JOEL W. HEDGPETH
NATURE MAGAZINE, Volume 37, page 443-445
In California they are after the sea lions again. Our favorite fish and game columnist, whose morning column can usually start us off for the day in a fighting mood, is leading the hue and cry. "The sea lions should be reduced to a harmless handful; they are destroying tons of fish we need for wartime food and which provide sport and recreation for tired war workers" is the substance of his remarks.

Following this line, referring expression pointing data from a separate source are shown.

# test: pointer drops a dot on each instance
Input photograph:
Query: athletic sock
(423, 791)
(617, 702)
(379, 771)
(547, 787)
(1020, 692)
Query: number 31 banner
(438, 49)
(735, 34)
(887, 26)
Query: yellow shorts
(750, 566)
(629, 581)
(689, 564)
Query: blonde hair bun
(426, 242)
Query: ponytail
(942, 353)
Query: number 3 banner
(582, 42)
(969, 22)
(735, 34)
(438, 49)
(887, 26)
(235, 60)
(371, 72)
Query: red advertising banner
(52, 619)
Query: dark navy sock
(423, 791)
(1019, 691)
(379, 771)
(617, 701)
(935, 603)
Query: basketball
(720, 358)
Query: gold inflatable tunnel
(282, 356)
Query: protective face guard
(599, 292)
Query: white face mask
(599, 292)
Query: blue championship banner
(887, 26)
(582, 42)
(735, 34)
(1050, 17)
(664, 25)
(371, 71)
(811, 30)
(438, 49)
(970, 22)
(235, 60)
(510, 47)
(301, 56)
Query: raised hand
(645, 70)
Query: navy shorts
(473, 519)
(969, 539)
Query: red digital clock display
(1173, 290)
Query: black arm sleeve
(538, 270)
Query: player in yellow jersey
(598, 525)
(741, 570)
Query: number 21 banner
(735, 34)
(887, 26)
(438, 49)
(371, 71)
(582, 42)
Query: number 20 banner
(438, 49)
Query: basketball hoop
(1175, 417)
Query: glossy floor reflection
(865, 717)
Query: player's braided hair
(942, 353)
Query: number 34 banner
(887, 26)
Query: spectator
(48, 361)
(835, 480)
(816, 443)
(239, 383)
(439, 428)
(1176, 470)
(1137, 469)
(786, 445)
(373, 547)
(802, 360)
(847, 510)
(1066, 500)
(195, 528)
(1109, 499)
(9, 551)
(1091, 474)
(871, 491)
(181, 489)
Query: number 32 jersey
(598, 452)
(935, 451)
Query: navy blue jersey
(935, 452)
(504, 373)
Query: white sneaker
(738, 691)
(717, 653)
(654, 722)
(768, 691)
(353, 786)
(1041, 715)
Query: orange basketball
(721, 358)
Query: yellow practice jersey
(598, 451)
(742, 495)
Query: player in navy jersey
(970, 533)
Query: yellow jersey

Of course, it cannot be denied that sea lions eat fish, but this is an old story. Back in 1874, when California had just established a Fish Commission, one of that Commission's first official actions was to recommend that nine-tenths of the sea lions be shot and their carcasses reduced to lubricating oil, because the salmon were getting scarce. Some years later, an investigation was made of the food and population of the sea lions, but as far as the scientists could determine, the quantities of commercially important fish eaten by the animals were insignificant. Now the story is that the sea lion population has increased of late, and therefore the animals are eating more fish. The fish are getting scarcer in San Francisco Bay, they argue. And what more obvious cause of this decline than the horde of sea lions off the Golden Gate? Therefore, let us kill off most of the sea lions - nobody cares about them anyhow - and then we will have more salmon and striped bass in the bay.
Let us say we exterminate the sea lions, not even leaving a polite remnant for the sake of the Nature lovers. The fish will still be on the decline, especially when the effects of the big dams being built in California's streams catch up with the salmon runs and the irrigation ditches disrupt the bass spawning grounds. We will have no sea lions left on which to blame the decrease. And, because of the fantastic price of shark livers, there will be precious few sharks of any kind left in the ocean to blame. Then what shall we exterminate to save the fish? The inference, we are afraid, is obvious. We will have to exterminate ourselves. For it is not the sea lions that have increased to vast destroying hordes, but ourselves. The statisticians are not in agreement over the precise figures and percentages, but all agree that California has practically doubled its human population in the last few years, especially in the San Francisco Bay region.
But the day of miracles is past; we cannot multiply our fishes to feed this multitude. If everybody is to have the same amount of fish they did before the war boom, that would mean that twice as many fish would have to be caught as were taken before all these people came out to work for Mr. Kaiser. But since the fish population must depend on its own reproduction, rather than on mass migrations from other parts of the ocean, to manintain itself, its rate of increase, if any has no relation to the potential human consumers. If we grant for the sake of the argument, that the pre-war consumption of fish was adjusted to the natural reproductive capacity of this fish (which it probably was not), there is but one answer. If we want the fish to go around, we must expect to eat half as many as we did before, for to double the catch would be the end of the fish population. This is the sort of thing conservationists have been trying to drive home for years, but it is too unpalatable for those who want to eat or catch their fish and have them too. So it is much easier to blame anything but ourselves for the decline of the fish and the destruction of other natural resources.
Fortunately, because of wartime restrictions, use of boats by the Navy and other factors, we have not yet succeeded in doubling our catch of fish, and the discovery that there may not be enough to go around at the old rate has not percolated into the mind of the general public. It only seems that something else is eating up our fish, so we blame the sea lions.
One more point to make is that it doesn't seem that a commercial fisherman could ever be called an environmentalist, with the large nets that kill seals, whales, dolphins, and seabirds, whether accidental or not. I'm not even sure if a sports fisherman qualifies as an environmentalist even if they only fish by "catch & release" with no additional barbs on the hook. I'm thinking about all the fishing line that is snagged on rocks and kelp and left in the environment. It is still pollution, not to mention, the risk to animals such as seals and birds getting snared in the fishing line and eventually dying by a slow torturous suffocation. Perhaps, we need to have biodegradable fishing line that disintegrates after a few hours in the water? Incidentally, what about the hunters that leave all the bullet shells behind that litter the ground everywhere, except in National Parks and State Parks where no hunting is allowed. Also, isn't the lead and other metal found in bullets a form of pollution and poison to wildlife? The last I heard, bullet shells are pollution too. I don't beleive that hunters pick up after themselves in the sense of picking up their bullet shells. Why do we call those "shells" anyway, they are not pretty on the beach or the land, and we don't collect them? In addition, most of us become worried and upset when we see these shells, since it is an indication there might be a hunter with a gun nearby, who might mistake us for a deer or bird. Well, anyway, at least the 99% of us Californians who don't fish or hunt, are truer environmentalists, aren't we? Let us, as citizens and environmentalists speak out and ask our Governor and State Legislature to abolish the Fish and Game Commission, and to replace it with an Environmental Commission. The first order of new business, could be to change the name of the California Department of Fish and Game, to the Department of the Environment and Endangered Species. Then the Commission could address the situation of fishers and hunters in California.